Vancomycin MICs for Methicillin-Resistant Staphylococcus aureus Isolates Differ Based upon the Susceptibility Test Method Used

V Prakash 1, J S Lewis II 1, J H Jorgensen 1,*
PMCID: PMC2592869  PMID: 18838599

Recent studies have questioned treatment of serious methicillin-resistant Staphylococcus aureus (MRSA) infections with vancomycin because of treatment failures, despite vancomycin MICs in the susceptible category (MIC ≤ 2 μg/ml) (2, 3, 5, 6, 7). Some of these studies have used broth microdilution for determining vancomycin MICs (5), while others have used the Etest commercial product (AB Biodisk, Solna, Sweden) (2, 7). We sought to determine if substantive differences might result from using different susceptibility test methods for determining vancomycin MICs.

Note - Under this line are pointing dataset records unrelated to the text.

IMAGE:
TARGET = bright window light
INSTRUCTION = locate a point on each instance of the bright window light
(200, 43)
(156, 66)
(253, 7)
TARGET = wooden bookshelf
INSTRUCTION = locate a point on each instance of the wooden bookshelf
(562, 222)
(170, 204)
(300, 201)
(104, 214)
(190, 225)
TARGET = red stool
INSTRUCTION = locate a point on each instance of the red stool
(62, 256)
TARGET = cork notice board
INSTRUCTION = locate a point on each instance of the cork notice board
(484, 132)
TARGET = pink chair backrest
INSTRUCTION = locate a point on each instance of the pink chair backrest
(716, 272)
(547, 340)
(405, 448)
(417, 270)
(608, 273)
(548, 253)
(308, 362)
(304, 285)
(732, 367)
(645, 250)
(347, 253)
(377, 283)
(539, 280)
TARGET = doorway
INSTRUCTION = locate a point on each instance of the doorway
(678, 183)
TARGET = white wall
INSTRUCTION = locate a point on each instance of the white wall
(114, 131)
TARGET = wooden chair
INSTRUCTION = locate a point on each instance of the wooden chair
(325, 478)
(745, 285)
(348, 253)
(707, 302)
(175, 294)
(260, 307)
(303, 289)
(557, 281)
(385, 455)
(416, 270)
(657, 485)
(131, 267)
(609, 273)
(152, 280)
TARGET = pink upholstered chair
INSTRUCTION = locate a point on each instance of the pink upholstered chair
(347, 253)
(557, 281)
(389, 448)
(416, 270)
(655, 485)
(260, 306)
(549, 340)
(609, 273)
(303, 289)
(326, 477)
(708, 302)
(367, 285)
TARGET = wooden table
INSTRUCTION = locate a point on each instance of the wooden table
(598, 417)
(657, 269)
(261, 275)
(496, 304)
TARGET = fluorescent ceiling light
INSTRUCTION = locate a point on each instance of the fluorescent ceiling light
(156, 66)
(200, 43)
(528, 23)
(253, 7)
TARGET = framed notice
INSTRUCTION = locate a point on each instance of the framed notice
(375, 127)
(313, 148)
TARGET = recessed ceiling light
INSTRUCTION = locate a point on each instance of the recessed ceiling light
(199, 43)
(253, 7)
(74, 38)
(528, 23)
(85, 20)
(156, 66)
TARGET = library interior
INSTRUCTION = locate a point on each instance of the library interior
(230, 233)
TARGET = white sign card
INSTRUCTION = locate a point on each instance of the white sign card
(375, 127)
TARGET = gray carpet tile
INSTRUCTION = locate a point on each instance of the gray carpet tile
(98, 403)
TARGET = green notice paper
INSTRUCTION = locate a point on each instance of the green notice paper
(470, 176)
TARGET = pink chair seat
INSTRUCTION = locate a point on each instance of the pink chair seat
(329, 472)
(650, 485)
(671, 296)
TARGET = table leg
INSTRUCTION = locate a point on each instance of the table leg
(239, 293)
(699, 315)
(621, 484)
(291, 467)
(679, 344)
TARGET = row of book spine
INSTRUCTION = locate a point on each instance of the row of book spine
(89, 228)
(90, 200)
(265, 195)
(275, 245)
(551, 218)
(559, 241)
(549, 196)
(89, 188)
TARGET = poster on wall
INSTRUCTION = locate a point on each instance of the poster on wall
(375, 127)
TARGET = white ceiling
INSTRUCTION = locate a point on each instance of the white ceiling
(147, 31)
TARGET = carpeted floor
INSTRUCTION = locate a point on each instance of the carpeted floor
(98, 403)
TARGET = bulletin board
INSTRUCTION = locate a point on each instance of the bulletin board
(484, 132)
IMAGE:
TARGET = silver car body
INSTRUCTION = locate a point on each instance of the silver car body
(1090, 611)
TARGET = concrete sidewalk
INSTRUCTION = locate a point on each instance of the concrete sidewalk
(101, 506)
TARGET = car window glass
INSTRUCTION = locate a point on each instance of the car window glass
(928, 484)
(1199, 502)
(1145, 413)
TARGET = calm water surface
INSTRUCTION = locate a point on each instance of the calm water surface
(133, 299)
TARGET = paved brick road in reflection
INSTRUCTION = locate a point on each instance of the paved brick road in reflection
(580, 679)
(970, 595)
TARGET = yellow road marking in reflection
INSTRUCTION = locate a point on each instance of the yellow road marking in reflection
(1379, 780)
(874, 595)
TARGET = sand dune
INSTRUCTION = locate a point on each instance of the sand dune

A group of 101 previously characterized strains of MRSA recovered between 2002 and 2006 from bacteremic patients in our institution were selected. Fifteen to 25 isolates per year were chosen, with MICs in the range of 0.5 to 2 μg/ml, based upon initial tests. Isolates were stored frozen at −70°C in skim milk and subcultured twice prior to being tested. Each isolate was tested by the CLSI broth microdilution and the CLSI agar dilution methods (1) and by the Etest method using two different brands of Mueller-Hinton agar plates (BBL agar [BD Microbiology Systems, Cockeysville, MD] and Remel agar [Remel, Lenexa, KS]). All tests were performed at the same time from the same inoculum suspension.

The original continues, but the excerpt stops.